X_train, X_test, y_train, y_test = train_test_split(X, y, test_size=0.2, random_state=42)
scaler = StandardScaler()
X_train = scaler.fit_transform(X_train)
X_test = scaler.transform(X_test)

from sklearn.linear_model import LinearRegression
model = LinearRegression()
model.fit(X_train, y_train)
y_pred = model.predict(X_test)
mse = mean_squared_error(y_test, y_pred)
accuracy_score = model.score(X_test, y_test)
print("Trained Model without polynomial features")
print(f"Model Accuracy: {accuracy_score}")
print(f"Mean Squared Error: {mse}")


Trained Model without polynomial features
Model Accuracy: 0.7929928866668681
Mean Squared Error: 14.679095205055257


## 5.Polynomial Features == from existing features make new and add them in dataset

In [None]:
import pandas as pd
from sklearn.preprocessing import PolynomialFeatures, StandardScaler
from sklearn.model_selection import train_test_split, GridSearchCV
from sklearn.linear_model import Ridge
from sklearn.metrics import mean_squared_error, r2_score


poly_cols = ['CRIM', 'ZN', 'INDUS', 'NOX', 'RM', 'AGE',
             'DIS', 'RAD', 'TAX', 'PTRATIO', 'B', 'LSTAT']
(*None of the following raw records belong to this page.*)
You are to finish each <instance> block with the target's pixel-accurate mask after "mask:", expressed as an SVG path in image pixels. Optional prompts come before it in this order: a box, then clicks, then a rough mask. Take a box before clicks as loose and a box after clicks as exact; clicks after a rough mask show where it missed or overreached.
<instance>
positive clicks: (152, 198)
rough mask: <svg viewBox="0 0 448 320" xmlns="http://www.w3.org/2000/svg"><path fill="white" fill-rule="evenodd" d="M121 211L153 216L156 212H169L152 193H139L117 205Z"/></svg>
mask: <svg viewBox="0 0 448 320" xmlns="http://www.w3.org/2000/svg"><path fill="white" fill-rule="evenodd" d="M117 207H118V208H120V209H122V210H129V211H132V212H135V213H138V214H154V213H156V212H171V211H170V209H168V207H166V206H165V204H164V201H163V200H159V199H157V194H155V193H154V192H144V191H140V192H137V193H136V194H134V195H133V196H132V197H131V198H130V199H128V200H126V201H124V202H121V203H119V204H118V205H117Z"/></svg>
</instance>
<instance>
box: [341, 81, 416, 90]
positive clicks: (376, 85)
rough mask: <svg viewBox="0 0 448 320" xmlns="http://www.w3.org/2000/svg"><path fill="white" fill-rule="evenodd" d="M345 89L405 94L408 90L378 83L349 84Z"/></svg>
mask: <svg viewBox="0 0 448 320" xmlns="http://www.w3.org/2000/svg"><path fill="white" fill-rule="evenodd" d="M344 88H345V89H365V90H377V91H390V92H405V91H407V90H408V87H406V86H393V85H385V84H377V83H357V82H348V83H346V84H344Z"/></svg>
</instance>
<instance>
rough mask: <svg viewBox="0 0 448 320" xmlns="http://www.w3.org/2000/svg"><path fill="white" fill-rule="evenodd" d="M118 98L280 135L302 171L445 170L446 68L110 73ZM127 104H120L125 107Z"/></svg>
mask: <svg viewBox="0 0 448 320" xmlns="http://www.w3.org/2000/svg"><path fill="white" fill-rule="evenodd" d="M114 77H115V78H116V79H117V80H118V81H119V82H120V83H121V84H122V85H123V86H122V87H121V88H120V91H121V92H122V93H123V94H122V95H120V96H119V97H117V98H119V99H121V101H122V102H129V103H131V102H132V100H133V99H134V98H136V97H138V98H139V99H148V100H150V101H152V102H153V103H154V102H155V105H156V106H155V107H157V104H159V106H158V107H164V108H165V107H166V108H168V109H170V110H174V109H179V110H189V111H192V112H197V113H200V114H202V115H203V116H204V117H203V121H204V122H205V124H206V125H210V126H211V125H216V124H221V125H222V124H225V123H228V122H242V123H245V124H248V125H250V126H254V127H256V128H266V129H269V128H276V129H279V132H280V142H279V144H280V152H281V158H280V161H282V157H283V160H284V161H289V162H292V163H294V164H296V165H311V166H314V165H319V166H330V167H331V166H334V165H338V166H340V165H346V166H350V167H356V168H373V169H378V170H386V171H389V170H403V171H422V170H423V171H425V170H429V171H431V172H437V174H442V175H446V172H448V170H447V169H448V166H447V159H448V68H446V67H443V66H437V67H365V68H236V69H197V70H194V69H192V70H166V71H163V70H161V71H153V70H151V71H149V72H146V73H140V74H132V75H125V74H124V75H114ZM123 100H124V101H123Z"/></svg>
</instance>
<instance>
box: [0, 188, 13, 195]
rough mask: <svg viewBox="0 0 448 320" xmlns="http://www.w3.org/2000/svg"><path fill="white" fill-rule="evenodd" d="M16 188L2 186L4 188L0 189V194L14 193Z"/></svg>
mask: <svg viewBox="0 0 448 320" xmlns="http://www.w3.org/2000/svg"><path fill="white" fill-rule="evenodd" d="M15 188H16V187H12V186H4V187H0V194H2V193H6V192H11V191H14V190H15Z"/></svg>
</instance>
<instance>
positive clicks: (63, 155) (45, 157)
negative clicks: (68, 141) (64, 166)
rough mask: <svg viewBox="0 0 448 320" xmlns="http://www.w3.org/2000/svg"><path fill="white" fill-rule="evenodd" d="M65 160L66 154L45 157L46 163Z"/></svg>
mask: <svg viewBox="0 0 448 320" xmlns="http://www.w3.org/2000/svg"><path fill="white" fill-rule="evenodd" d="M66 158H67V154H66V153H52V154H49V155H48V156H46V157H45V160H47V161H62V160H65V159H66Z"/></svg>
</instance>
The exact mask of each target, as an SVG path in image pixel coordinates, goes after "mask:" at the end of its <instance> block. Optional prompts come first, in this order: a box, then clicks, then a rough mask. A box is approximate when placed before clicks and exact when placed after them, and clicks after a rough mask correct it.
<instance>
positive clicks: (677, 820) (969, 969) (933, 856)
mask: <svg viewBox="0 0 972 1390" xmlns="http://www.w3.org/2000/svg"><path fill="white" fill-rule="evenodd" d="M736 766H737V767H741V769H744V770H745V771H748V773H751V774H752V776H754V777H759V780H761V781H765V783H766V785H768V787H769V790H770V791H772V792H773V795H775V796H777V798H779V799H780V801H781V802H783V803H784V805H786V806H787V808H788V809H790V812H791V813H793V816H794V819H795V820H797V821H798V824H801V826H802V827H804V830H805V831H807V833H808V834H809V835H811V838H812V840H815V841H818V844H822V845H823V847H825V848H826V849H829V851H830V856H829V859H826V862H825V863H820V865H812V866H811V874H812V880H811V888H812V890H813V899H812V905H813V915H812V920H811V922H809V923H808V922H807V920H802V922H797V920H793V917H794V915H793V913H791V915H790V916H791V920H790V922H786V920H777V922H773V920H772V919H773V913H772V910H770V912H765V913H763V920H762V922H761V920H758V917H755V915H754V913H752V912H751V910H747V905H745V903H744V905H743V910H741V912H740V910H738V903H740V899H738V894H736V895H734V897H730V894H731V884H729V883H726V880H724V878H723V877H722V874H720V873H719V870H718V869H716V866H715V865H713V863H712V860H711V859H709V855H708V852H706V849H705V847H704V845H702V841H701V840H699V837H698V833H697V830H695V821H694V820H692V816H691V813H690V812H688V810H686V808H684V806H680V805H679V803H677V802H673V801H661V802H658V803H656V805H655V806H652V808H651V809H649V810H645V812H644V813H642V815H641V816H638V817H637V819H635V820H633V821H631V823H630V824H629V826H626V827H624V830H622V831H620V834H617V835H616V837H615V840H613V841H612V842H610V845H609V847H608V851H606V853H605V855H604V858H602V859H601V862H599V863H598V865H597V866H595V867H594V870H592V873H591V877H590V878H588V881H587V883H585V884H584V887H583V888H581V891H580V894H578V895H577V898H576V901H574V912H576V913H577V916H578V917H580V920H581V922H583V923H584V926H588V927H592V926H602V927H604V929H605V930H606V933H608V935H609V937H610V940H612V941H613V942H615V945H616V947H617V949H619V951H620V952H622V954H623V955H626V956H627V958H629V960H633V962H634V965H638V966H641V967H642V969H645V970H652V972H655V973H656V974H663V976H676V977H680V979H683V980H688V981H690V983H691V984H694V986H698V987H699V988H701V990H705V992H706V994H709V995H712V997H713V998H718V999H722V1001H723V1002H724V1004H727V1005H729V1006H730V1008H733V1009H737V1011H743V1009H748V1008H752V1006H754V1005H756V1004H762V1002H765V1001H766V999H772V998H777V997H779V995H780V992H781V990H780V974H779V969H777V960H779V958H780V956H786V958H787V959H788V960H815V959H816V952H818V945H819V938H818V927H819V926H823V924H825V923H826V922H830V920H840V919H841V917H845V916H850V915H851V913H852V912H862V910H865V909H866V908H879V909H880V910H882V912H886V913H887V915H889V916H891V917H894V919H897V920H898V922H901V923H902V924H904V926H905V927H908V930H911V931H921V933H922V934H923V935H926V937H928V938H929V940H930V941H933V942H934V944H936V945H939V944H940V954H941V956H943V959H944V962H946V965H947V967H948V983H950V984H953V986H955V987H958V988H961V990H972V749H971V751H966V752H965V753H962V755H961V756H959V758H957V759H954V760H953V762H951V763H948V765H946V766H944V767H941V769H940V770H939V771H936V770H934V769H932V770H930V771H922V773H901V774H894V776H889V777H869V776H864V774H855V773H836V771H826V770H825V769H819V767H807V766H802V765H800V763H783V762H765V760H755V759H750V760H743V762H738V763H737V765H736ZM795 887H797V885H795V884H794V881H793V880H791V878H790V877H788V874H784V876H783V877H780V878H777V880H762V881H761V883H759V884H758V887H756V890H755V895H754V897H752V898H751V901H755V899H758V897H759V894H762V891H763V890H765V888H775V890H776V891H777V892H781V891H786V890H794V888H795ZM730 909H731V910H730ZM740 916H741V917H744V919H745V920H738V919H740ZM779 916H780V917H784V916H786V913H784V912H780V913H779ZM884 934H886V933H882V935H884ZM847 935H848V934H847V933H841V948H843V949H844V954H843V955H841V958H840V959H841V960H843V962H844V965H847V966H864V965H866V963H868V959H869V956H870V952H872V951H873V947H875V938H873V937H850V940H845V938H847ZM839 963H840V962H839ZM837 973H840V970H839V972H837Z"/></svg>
# Add new polynomial features to my dataset
poly = PolynomialFeatures(degree=2, include_bias=False)
X_poly_features = poly.fit_transform(df[poly_cols])
feature_names = poly.get_feature_names_out(poly_cols)
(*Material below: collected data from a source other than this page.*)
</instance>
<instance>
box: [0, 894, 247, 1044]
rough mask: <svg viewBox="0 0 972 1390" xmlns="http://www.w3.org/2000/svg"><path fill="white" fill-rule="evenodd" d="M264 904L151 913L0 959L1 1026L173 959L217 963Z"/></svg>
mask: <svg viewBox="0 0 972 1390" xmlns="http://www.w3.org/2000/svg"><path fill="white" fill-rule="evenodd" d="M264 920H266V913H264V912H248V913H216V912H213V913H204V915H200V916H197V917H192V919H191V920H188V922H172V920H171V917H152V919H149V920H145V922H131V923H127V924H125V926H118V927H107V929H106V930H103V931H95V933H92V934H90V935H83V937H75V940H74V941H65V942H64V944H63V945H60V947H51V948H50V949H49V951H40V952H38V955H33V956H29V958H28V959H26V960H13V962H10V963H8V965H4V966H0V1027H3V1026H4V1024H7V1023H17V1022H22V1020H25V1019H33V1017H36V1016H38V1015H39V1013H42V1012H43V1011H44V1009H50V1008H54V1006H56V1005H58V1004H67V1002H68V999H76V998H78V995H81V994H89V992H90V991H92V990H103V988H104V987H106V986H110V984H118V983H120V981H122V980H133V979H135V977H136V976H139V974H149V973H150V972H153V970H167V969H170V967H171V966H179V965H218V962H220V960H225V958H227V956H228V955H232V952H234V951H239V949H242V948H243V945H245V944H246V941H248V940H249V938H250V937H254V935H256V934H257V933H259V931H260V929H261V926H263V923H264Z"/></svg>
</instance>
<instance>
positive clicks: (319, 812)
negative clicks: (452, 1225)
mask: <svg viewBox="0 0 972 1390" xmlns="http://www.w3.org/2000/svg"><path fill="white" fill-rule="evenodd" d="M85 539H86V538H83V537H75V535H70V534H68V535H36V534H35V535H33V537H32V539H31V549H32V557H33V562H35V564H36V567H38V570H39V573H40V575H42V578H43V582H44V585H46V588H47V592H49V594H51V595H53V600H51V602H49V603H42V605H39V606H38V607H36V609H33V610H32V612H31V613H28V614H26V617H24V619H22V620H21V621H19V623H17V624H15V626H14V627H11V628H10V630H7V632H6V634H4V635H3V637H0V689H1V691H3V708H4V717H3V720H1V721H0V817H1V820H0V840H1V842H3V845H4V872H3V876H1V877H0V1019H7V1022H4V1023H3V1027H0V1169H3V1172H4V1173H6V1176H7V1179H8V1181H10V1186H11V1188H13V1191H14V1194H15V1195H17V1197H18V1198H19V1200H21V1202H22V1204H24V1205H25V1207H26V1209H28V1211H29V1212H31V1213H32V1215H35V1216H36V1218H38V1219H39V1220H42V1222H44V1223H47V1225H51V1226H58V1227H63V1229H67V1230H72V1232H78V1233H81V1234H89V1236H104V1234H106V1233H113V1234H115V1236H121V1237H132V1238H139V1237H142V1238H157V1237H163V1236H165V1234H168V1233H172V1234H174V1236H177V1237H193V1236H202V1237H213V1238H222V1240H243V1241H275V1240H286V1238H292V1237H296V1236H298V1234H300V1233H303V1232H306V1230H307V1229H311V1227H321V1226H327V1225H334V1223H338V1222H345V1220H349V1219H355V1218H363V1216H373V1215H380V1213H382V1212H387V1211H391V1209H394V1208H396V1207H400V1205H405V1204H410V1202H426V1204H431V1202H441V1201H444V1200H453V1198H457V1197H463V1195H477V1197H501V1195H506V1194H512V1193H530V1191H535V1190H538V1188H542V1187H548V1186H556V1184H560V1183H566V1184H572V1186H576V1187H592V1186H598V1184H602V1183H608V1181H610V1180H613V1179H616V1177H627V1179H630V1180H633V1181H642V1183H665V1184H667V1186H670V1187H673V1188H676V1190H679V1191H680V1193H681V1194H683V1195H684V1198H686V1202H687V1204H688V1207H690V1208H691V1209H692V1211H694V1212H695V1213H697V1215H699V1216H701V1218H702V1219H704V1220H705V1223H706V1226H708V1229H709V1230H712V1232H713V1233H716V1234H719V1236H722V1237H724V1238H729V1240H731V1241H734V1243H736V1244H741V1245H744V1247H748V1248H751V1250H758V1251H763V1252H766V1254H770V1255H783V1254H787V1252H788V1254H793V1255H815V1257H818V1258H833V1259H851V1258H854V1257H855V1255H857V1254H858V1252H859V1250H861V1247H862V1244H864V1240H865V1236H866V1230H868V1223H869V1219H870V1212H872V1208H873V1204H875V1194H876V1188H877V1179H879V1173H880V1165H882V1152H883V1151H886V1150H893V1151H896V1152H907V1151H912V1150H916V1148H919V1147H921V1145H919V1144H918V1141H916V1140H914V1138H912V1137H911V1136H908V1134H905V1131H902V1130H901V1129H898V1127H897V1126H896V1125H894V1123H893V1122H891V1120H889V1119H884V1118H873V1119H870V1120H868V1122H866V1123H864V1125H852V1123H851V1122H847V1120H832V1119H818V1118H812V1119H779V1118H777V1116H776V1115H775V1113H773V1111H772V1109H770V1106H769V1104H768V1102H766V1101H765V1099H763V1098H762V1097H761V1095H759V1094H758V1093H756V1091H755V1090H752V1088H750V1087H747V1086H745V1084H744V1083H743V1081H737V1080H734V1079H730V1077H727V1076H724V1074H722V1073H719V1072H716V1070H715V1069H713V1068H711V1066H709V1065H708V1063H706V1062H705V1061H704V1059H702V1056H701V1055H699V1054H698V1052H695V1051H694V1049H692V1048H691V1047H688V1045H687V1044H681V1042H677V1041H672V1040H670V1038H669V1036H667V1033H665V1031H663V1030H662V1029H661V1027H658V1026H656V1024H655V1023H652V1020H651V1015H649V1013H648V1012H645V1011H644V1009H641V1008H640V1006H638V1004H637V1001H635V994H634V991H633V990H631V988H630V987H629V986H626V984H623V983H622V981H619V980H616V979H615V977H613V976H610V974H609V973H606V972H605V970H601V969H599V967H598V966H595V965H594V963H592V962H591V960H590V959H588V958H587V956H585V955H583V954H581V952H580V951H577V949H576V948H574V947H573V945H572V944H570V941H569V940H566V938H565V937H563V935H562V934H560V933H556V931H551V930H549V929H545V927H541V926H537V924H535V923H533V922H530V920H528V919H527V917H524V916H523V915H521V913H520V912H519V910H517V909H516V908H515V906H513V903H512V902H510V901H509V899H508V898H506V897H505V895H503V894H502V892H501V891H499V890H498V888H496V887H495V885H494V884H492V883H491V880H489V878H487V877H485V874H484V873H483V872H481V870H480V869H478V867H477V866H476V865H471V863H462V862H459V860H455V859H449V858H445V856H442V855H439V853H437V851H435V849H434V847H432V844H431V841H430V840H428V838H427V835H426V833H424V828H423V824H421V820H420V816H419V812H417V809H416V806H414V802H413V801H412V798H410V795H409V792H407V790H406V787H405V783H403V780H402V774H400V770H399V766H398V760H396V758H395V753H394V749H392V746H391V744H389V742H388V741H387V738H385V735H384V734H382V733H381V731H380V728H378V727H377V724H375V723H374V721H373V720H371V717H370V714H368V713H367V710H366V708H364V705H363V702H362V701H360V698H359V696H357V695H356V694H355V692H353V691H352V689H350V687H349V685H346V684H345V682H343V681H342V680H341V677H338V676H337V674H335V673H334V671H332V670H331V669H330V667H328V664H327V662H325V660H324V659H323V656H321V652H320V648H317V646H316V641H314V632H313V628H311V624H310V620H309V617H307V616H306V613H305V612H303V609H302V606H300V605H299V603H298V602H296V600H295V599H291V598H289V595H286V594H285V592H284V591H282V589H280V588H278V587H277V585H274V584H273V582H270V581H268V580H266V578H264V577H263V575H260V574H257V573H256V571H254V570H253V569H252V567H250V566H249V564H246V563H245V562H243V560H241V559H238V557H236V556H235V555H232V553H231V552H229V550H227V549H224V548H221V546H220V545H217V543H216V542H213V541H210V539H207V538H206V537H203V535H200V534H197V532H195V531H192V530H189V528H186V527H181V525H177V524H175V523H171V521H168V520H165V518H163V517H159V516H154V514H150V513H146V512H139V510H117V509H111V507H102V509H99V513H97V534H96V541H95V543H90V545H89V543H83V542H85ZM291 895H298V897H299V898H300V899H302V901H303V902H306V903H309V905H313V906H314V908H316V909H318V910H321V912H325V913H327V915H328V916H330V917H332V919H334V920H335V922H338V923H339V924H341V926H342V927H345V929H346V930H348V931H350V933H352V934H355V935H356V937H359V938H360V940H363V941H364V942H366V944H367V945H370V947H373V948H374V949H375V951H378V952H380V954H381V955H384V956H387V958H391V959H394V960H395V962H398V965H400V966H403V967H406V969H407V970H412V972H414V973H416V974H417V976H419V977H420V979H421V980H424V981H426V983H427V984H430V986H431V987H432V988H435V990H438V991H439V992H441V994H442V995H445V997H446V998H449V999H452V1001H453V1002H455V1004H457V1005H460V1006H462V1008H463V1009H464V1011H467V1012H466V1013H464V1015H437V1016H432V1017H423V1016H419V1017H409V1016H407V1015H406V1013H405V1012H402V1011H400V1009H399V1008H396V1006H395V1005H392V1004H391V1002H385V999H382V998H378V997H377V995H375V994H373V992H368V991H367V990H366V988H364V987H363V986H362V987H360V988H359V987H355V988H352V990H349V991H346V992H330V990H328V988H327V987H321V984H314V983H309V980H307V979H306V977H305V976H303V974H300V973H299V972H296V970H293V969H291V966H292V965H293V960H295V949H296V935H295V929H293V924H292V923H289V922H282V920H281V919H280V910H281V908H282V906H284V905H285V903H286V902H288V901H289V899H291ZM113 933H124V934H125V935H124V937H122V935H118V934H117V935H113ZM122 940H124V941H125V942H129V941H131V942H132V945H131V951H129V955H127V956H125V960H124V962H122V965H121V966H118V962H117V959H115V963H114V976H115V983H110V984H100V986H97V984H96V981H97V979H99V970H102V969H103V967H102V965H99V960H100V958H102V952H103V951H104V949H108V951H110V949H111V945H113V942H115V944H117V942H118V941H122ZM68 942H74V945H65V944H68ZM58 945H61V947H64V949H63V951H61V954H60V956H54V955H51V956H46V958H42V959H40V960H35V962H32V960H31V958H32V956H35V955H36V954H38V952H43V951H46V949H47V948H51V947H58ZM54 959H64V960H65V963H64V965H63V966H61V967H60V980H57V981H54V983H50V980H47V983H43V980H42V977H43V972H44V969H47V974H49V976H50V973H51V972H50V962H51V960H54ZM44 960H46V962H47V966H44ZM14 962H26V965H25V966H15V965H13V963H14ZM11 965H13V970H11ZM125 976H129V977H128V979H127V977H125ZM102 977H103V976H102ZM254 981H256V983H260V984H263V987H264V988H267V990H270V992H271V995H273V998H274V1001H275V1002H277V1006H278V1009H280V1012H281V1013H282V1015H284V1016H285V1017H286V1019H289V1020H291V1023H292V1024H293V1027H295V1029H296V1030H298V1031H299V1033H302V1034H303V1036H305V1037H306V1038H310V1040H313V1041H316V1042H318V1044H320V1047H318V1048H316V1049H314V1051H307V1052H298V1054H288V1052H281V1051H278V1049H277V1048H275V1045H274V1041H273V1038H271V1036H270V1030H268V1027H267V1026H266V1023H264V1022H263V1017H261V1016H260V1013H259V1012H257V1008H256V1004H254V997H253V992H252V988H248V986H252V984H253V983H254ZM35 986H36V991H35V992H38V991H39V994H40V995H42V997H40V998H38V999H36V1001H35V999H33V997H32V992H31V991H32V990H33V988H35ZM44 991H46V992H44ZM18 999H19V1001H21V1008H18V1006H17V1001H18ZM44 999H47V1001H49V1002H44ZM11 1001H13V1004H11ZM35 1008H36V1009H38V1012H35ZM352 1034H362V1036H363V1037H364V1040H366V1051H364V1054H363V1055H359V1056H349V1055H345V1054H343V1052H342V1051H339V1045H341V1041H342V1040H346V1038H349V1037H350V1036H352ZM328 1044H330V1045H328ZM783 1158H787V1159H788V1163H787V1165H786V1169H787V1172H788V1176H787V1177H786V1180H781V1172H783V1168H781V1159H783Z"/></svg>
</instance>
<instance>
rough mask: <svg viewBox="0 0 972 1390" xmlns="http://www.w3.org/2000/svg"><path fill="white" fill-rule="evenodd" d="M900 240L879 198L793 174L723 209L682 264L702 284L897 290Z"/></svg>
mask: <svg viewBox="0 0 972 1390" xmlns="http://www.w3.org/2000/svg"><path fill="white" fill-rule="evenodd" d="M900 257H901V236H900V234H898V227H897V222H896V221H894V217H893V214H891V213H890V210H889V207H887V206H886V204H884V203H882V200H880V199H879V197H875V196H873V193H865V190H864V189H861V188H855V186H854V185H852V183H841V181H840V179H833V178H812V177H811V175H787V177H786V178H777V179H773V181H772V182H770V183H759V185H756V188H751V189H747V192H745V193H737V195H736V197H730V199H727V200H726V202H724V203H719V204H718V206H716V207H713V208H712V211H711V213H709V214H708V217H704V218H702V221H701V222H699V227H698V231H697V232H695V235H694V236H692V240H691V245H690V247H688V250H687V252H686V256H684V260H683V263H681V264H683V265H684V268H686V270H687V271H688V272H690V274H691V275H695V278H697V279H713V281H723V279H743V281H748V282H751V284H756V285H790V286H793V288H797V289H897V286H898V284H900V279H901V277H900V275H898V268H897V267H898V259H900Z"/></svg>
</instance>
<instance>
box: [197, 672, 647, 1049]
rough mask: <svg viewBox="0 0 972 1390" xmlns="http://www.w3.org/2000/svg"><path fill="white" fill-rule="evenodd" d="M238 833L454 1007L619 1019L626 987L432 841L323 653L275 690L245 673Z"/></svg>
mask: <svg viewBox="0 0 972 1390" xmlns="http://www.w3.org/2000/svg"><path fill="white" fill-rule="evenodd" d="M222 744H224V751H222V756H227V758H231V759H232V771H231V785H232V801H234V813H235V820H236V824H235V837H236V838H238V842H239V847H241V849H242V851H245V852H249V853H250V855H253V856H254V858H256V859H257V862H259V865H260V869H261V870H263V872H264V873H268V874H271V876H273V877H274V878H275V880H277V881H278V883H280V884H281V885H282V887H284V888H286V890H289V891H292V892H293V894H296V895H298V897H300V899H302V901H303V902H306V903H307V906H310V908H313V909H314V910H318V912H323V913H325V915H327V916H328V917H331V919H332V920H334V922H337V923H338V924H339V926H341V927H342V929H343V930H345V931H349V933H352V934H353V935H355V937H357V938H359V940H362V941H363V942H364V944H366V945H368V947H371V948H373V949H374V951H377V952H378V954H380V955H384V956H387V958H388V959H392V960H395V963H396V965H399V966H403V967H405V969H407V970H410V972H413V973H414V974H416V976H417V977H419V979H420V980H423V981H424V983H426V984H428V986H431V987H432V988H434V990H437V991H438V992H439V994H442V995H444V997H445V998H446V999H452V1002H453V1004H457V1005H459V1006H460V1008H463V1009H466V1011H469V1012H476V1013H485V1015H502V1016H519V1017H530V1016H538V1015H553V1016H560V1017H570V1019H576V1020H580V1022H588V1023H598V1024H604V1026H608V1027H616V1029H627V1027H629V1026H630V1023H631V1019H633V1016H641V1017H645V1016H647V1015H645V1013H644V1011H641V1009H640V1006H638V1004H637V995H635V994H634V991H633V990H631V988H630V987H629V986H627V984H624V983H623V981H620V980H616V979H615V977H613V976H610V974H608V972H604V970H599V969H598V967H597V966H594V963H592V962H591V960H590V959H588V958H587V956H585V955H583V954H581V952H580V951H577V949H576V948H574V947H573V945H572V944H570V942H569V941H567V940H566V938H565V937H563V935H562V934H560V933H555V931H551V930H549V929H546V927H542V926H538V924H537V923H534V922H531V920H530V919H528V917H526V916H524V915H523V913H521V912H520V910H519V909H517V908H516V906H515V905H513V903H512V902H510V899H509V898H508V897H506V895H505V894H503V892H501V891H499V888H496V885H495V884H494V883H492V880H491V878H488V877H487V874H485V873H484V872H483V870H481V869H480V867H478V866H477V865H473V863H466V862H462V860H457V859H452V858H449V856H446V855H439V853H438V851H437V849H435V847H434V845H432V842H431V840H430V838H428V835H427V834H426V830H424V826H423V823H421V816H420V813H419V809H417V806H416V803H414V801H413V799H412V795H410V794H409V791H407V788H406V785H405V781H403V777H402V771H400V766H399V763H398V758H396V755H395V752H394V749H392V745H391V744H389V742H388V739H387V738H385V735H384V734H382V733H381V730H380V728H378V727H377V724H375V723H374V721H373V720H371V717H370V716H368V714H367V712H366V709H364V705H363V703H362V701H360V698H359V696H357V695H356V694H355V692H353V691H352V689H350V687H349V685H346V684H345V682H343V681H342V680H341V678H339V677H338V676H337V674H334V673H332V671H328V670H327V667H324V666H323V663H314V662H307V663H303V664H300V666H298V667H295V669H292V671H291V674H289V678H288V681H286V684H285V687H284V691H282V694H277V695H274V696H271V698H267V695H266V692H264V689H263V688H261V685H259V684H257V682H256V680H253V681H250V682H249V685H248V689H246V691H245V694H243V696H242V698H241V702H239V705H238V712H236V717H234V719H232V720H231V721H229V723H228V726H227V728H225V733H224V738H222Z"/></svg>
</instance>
df_poly = pd.DataFrame(X_poly_features, columns=feature_names)

df_with_poly = pd.concat([df.reset_index(drop=True), df_poly], axis=1)
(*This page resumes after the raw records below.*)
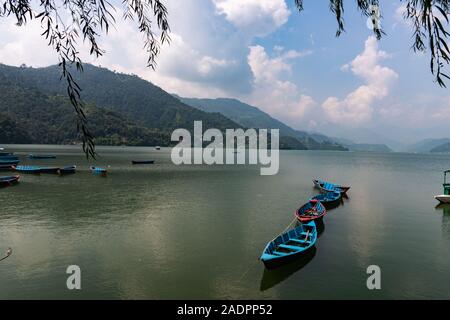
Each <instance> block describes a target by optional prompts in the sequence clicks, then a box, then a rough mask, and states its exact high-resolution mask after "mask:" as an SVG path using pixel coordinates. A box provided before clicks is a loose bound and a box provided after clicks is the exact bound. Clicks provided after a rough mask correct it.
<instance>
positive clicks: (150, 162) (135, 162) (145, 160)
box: [131, 160, 155, 164]
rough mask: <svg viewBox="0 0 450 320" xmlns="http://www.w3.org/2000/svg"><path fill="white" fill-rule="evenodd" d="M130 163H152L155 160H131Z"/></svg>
mask: <svg viewBox="0 0 450 320" xmlns="http://www.w3.org/2000/svg"><path fill="white" fill-rule="evenodd" d="M131 163H132V164H153V163H155V160H132V161H131Z"/></svg>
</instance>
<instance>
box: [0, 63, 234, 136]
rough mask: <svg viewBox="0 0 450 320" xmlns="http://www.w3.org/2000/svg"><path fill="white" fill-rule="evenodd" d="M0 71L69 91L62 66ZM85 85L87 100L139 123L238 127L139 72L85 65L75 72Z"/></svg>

X = df_with_poly.drop(columns=['MEDV'])
y = df_with_poly['MEDV']

X_train, X_test, y_train, y_test = train_test_split(X, y, test_size=0.2, random_state=42)

scaler = StandardScaler()
X_train = scaler.fit_transform(X_train)
X_test = scaler.transform(X_test)

# Use Ridge regression with hyperparameter tuning it is the same as linear regression but with regularization
ridge = Ridge()
param_grid = {
    'alpha': [0.01, 0.1, 1.0, 10.0, 100.0],
    'fit_intercept': [True, False]
}

#Hyperparameter tuning using GridSearchCV
grid_search = GridSearchCV(ridge, param_grid, cv=5, scoring='r2')
grid_search.fit(X_train, y_train)

best_model = grid_search.best_estimator_
y_pred = best_model.predict(X_test)

mse = mean_squared_error(y_test, y_pred)
r2 = r2_score(y_test, y_pred)
accuracy_score = best_model.score(X_test, y_test)

print(f"Best Parameters: {grid_search.best_params_}")
print(f"Model Accuracy (R²): {accuracy_score}")
print(f"Mean Squared Error: {mse}")
print(f"R^2 Score: {r2}")


Best Parameters: {'alpha': 1.0, 'fit_intercept': True}
Model Accuracy (R²): 0.8392578867685252
Mean Squared Error: 11.787827276449052
R^2 Score: 0.8392578867685252


## Conclusion

#### Feature engineering significantly improved model performance. By imputing missing values, removing outliers, and adding polynomial features, the model's R² score increased from 0.79 to 0.83, and the MSE dropped from 14.68 to 11.78.

#### PolynomialFeatures captured non-linear relationships, and Ridge regularization prevented overfitting. This approach is like a boost for regression accuracy.